Tara Kieffer (Vertex) then outlined the development of drug resistance in the Phase III telapravir studies in genotype 1 patients (abstr. 19). Telaprevir, when added to peginterferon and ribavirin, significantly increased SVR rates in Phase 3 studies of treatment-naive (ADVANCE and ILLUMINATE) and treatment-experienced (REALIZE) genotype 1 HCV patients. Population sequence analysis of the NS3-4A region was performed in all patients at baseline, and during treatment and follow-up in patients who did not achieve an SVR. At baseline more than 2.7-fold resistance was rarely seen. But at failure of therapy or relapse/rebound of HCV viremia, about 75% had resistant HCV. The responsible resistant mutations were diverse, but the largest population had V36M/R155K high-level resistance.
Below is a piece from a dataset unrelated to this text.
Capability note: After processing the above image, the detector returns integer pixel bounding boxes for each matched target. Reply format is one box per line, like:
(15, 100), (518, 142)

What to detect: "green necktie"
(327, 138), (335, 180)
Different resistance mutations were associated with failure in genotype 1a compared to genotype 1b. Again, interferon responsiveness played an important role, as only 1 to 7% of naïve or relapsing patients failed therapy, but 36% of patients with prior nonresponse to Ifn/RBV failed telapravir combination therapy. On the other hand, 50 of 56 failing patients no resistance found at a median follow-up of 25 months, by a limited clonal analysis.